Labour of love creating something honouring human emotions

In my early twenties I worked as a florist. I worked for a Greek family who had been florists for generations. It was a successful business and there was always at least four of us designers working at any one time. They ran a tight ship, and I learned a lot about design, life, and Kalmata olives. To this day, it stands out as one of the best jobs I’ve ever had.

One of the things that I still reflect on is the relationship between florist and customer; it is always at the rubber-meets-the-road moments of life; birth, death, marriage, illness, love, that people give flowers. It was instilled in us employees to be always mindful of that when doing our jobs.

In a lot of ways, I think pottery commissions (or special/custom orders) are the same.

When customers come to me with their needs, they are saying that a thing from the Mall just won’t cut it. They want something personal, unique and meaningful that embodies what they feel and who they are, and just like floristry, it is usually for a rubber-meets-the-road moment.

No pressure, though.

Commissions get a bad rap amongst makers because they are difficult. Difficult, and inevitably, unprofitable. It’s impossible to charge for the time, research, practise and development that goes in to designing and developing just one piece. And if something goes wrong at any stage (usually in the final firing), its back to square one. I know makers who carte blanche refuse all commissions.

So why bother? This week I had a commission go south. Despite my most fastidious communication, consultation and utter respect for the client, what I presented them with wasn’t what they subsequently decided they wanted. We couldn’t clearly establish why, but both parties were dissatisfied.

A potter friend, looking for the silver lining, asked me what I had learned from the whole ordeal. I replied: “Never do commissions”.

And so, why do I?

Well, I’ve decided after much navel gazing, I do it for love.
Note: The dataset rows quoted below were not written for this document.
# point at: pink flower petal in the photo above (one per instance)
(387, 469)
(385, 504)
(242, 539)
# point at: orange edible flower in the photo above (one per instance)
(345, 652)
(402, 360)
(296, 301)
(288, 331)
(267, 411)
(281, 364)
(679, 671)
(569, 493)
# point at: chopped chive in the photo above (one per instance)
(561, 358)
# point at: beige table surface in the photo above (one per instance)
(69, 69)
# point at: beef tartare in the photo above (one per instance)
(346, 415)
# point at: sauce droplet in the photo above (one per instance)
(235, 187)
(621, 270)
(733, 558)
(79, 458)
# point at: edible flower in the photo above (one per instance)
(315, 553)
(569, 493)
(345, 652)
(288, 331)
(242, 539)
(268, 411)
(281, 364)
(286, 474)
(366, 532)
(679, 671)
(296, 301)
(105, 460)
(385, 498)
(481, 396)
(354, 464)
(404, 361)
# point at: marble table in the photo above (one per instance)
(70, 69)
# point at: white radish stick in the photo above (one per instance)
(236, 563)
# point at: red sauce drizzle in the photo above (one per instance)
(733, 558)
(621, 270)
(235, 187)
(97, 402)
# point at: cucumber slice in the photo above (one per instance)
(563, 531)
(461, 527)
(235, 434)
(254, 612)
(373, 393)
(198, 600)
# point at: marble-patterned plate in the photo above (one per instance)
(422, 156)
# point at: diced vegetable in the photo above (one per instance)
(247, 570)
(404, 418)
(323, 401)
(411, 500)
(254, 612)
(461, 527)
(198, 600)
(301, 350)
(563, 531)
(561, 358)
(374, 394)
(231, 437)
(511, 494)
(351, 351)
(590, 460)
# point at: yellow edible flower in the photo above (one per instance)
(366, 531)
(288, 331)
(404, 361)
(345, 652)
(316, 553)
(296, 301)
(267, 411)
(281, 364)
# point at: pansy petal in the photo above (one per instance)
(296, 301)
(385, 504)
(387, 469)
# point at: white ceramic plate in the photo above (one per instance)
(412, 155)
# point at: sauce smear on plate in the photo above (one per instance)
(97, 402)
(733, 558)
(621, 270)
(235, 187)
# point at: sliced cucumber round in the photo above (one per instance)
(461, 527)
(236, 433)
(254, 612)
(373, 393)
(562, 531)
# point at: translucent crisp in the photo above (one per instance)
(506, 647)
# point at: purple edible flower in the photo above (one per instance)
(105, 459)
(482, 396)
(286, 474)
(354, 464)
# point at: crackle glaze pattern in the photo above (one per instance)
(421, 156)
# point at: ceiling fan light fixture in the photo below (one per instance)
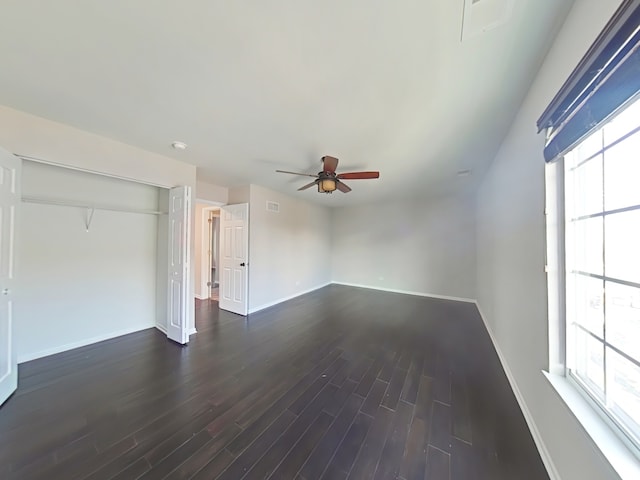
(327, 185)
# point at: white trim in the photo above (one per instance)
(284, 299)
(613, 448)
(80, 343)
(204, 247)
(87, 170)
(407, 292)
(533, 428)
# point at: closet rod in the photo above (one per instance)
(71, 203)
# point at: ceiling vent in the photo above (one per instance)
(479, 16)
(273, 207)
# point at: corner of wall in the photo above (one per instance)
(533, 428)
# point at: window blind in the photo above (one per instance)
(605, 80)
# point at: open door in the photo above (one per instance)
(9, 203)
(234, 262)
(179, 258)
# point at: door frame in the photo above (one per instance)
(204, 247)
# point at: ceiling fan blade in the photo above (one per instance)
(359, 175)
(330, 163)
(296, 173)
(308, 185)
(343, 187)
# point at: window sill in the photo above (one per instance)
(621, 459)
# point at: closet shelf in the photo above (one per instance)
(89, 206)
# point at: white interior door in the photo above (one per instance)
(9, 203)
(179, 258)
(234, 258)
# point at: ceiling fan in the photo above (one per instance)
(328, 180)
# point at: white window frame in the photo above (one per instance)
(617, 447)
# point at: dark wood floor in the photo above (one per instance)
(341, 383)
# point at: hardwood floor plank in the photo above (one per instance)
(369, 455)
(274, 455)
(438, 465)
(301, 450)
(415, 453)
(460, 414)
(216, 466)
(178, 456)
(369, 377)
(340, 397)
(350, 445)
(202, 457)
(391, 456)
(241, 465)
(410, 389)
(440, 433)
(372, 402)
(324, 451)
(341, 382)
(424, 400)
(392, 395)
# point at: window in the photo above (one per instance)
(602, 251)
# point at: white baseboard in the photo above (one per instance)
(407, 292)
(533, 428)
(284, 299)
(80, 343)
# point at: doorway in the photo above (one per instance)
(213, 281)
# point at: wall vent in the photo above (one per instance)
(273, 207)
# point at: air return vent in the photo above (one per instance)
(273, 207)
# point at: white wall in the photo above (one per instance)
(510, 276)
(162, 261)
(290, 251)
(212, 193)
(419, 246)
(76, 286)
(26, 134)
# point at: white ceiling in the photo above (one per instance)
(252, 86)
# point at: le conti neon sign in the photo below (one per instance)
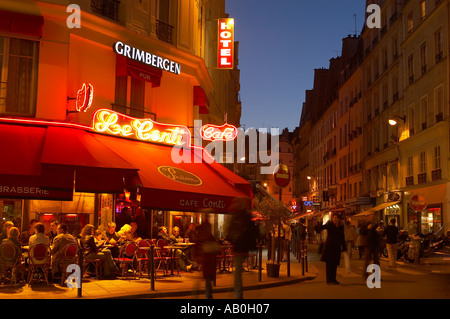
(113, 123)
(225, 132)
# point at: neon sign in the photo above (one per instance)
(146, 58)
(225, 132)
(226, 44)
(113, 123)
(85, 96)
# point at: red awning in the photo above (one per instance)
(168, 185)
(20, 23)
(20, 169)
(125, 66)
(97, 168)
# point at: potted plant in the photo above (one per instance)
(274, 213)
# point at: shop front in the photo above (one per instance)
(78, 174)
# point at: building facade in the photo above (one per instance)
(397, 72)
(150, 59)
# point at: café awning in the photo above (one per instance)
(168, 184)
(69, 152)
(373, 210)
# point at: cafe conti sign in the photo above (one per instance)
(113, 123)
(146, 58)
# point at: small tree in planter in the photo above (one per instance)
(274, 212)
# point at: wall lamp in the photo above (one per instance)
(394, 120)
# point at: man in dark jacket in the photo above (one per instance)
(334, 243)
(391, 233)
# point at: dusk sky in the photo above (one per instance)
(280, 44)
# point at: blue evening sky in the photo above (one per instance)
(280, 44)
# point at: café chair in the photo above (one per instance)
(10, 261)
(126, 258)
(68, 257)
(142, 255)
(89, 261)
(39, 259)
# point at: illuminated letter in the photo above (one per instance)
(374, 279)
(74, 20)
(74, 279)
(374, 20)
(118, 48)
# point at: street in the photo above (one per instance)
(406, 281)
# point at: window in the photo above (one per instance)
(424, 112)
(410, 22)
(423, 162)
(410, 168)
(423, 11)
(411, 68)
(439, 45)
(439, 102)
(18, 76)
(437, 157)
(423, 57)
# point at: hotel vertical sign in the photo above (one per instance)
(226, 44)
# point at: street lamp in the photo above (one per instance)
(394, 120)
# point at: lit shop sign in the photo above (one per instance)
(179, 175)
(113, 123)
(147, 58)
(226, 132)
(226, 44)
(85, 96)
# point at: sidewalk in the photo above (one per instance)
(184, 285)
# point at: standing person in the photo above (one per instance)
(372, 246)
(334, 243)
(350, 236)
(242, 234)
(391, 233)
(207, 249)
(62, 239)
(25, 236)
(39, 237)
(53, 230)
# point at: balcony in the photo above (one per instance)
(436, 174)
(422, 178)
(106, 8)
(164, 31)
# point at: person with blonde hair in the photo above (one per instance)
(97, 252)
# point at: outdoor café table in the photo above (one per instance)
(224, 249)
(172, 255)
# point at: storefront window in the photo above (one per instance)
(431, 219)
(18, 76)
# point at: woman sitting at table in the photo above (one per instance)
(96, 251)
(13, 237)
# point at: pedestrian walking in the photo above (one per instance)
(207, 248)
(350, 236)
(334, 244)
(391, 233)
(242, 234)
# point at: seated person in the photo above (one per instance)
(61, 240)
(184, 262)
(112, 238)
(95, 251)
(39, 236)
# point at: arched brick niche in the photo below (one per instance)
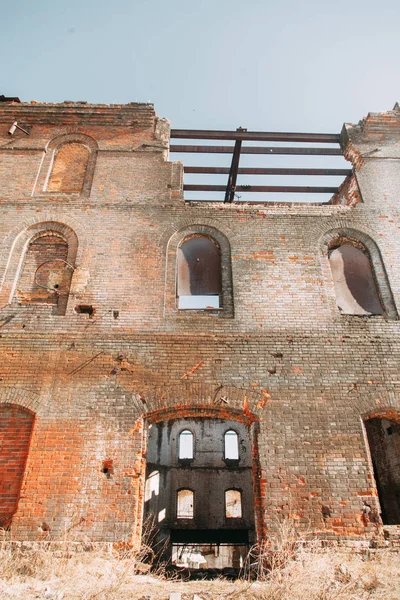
(41, 266)
(185, 496)
(187, 251)
(355, 276)
(16, 426)
(68, 166)
(382, 429)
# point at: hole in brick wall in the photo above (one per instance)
(199, 273)
(355, 286)
(384, 443)
(15, 433)
(69, 169)
(85, 309)
(46, 275)
(326, 511)
(107, 468)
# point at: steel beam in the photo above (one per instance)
(230, 188)
(261, 171)
(261, 188)
(260, 136)
(257, 150)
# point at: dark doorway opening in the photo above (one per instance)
(200, 507)
(384, 443)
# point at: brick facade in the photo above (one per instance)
(278, 355)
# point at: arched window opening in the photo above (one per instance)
(69, 168)
(185, 451)
(199, 273)
(233, 504)
(185, 504)
(231, 445)
(384, 443)
(46, 273)
(15, 428)
(355, 286)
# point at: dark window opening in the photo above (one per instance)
(85, 309)
(233, 504)
(231, 446)
(16, 428)
(185, 451)
(385, 454)
(355, 286)
(46, 273)
(69, 169)
(199, 273)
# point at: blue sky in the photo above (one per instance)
(209, 64)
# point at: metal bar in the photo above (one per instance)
(261, 171)
(261, 188)
(230, 188)
(261, 136)
(257, 150)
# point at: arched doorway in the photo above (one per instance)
(199, 491)
(384, 443)
(16, 424)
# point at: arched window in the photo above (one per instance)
(355, 286)
(185, 451)
(233, 504)
(384, 444)
(199, 273)
(46, 273)
(185, 504)
(231, 445)
(69, 168)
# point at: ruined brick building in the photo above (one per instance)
(215, 367)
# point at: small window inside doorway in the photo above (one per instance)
(233, 504)
(185, 504)
(185, 451)
(231, 445)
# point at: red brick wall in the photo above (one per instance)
(91, 379)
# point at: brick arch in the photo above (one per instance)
(16, 428)
(386, 412)
(53, 147)
(382, 436)
(203, 411)
(358, 238)
(174, 242)
(202, 396)
(26, 400)
(186, 223)
(21, 244)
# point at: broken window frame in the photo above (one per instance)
(231, 460)
(194, 301)
(180, 516)
(238, 494)
(334, 238)
(61, 147)
(341, 290)
(186, 459)
(46, 167)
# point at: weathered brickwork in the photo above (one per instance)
(277, 355)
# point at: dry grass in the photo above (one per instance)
(283, 573)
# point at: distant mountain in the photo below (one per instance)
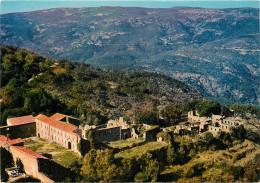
(215, 50)
(32, 84)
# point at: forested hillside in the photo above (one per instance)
(33, 84)
(214, 50)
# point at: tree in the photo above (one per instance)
(208, 137)
(172, 114)
(239, 132)
(148, 117)
(99, 165)
(208, 107)
(171, 155)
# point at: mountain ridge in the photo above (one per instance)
(214, 50)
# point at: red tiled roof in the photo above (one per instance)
(4, 139)
(58, 116)
(58, 124)
(29, 152)
(21, 120)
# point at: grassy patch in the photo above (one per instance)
(66, 158)
(138, 151)
(59, 154)
(124, 143)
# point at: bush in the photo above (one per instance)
(141, 177)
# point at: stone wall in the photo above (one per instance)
(107, 134)
(29, 162)
(19, 131)
(51, 133)
(150, 134)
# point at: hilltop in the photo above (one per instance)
(214, 50)
(32, 84)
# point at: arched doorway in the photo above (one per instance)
(69, 145)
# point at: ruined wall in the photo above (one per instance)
(30, 164)
(150, 134)
(66, 139)
(44, 178)
(125, 133)
(213, 128)
(107, 134)
(19, 131)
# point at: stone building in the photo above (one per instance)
(179, 129)
(112, 131)
(213, 128)
(52, 129)
(20, 120)
(193, 116)
(34, 164)
(6, 142)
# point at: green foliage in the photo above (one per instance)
(148, 117)
(84, 146)
(171, 155)
(208, 107)
(99, 166)
(90, 138)
(208, 137)
(167, 137)
(243, 109)
(239, 132)
(172, 114)
(141, 177)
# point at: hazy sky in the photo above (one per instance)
(11, 6)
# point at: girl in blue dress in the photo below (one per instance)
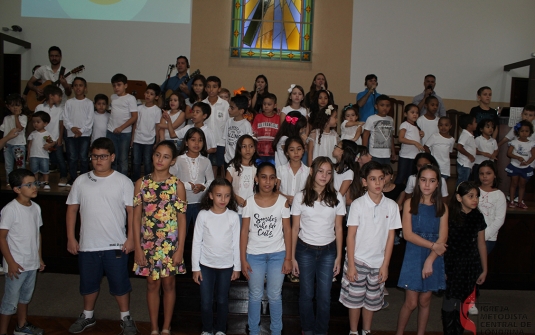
(425, 228)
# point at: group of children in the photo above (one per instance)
(289, 182)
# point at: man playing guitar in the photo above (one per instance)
(53, 72)
(180, 82)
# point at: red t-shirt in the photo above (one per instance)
(265, 129)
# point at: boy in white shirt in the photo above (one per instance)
(217, 122)
(371, 223)
(53, 107)
(78, 120)
(378, 132)
(440, 145)
(38, 156)
(236, 126)
(466, 148)
(20, 243)
(105, 199)
(123, 117)
(146, 132)
(15, 149)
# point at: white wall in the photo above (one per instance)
(140, 50)
(465, 44)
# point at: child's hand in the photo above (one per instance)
(14, 269)
(383, 274)
(352, 274)
(246, 268)
(197, 277)
(235, 275)
(427, 271)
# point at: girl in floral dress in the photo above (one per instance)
(160, 227)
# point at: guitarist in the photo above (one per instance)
(53, 72)
(181, 82)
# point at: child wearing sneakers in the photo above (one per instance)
(371, 223)
(20, 243)
(38, 156)
(105, 199)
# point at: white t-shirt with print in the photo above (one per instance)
(103, 202)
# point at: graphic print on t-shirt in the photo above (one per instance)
(265, 225)
(382, 131)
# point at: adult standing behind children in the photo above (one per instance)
(181, 82)
(104, 198)
(366, 98)
(52, 72)
(429, 89)
(20, 243)
(123, 117)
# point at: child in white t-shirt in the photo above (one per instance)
(146, 132)
(371, 223)
(100, 117)
(20, 241)
(266, 247)
(236, 125)
(38, 156)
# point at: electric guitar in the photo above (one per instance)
(188, 78)
(33, 99)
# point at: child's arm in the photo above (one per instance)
(139, 255)
(482, 248)
(402, 139)
(72, 243)
(461, 149)
(13, 268)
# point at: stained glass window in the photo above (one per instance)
(272, 29)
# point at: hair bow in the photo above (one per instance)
(292, 120)
(291, 88)
(239, 91)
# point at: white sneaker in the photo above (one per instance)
(473, 310)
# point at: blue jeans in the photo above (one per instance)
(56, 157)
(78, 148)
(218, 281)
(141, 153)
(262, 266)
(121, 142)
(404, 170)
(315, 263)
(463, 174)
(11, 160)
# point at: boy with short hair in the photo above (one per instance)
(123, 117)
(78, 120)
(20, 243)
(38, 156)
(15, 150)
(236, 125)
(466, 147)
(53, 107)
(217, 122)
(101, 117)
(265, 127)
(440, 145)
(378, 131)
(145, 132)
(104, 198)
(372, 221)
(200, 112)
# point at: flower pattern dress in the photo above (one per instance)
(159, 226)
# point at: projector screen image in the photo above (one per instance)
(170, 11)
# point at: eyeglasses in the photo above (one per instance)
(101, 157)
(30, 185)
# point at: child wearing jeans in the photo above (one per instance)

Ceramic Raukura (Parihaka feathers) left at The Killing Fields in Cambodia

I do it because I am a serial optimist who believes in love, believes in honouring the deepest, pithy and often painful human emotions, relationships, and events that connect and nourish us.

I want to relate with humanity in a way that reaches beyond retail therapy and impersonal mass-produced dissonance. And if I can help others do that through my craft, then I gladly do so. Call me a head-in-the-clouds idealist, I don’t care.

But don’t tell my accountant. I’ve just said yes to another commission.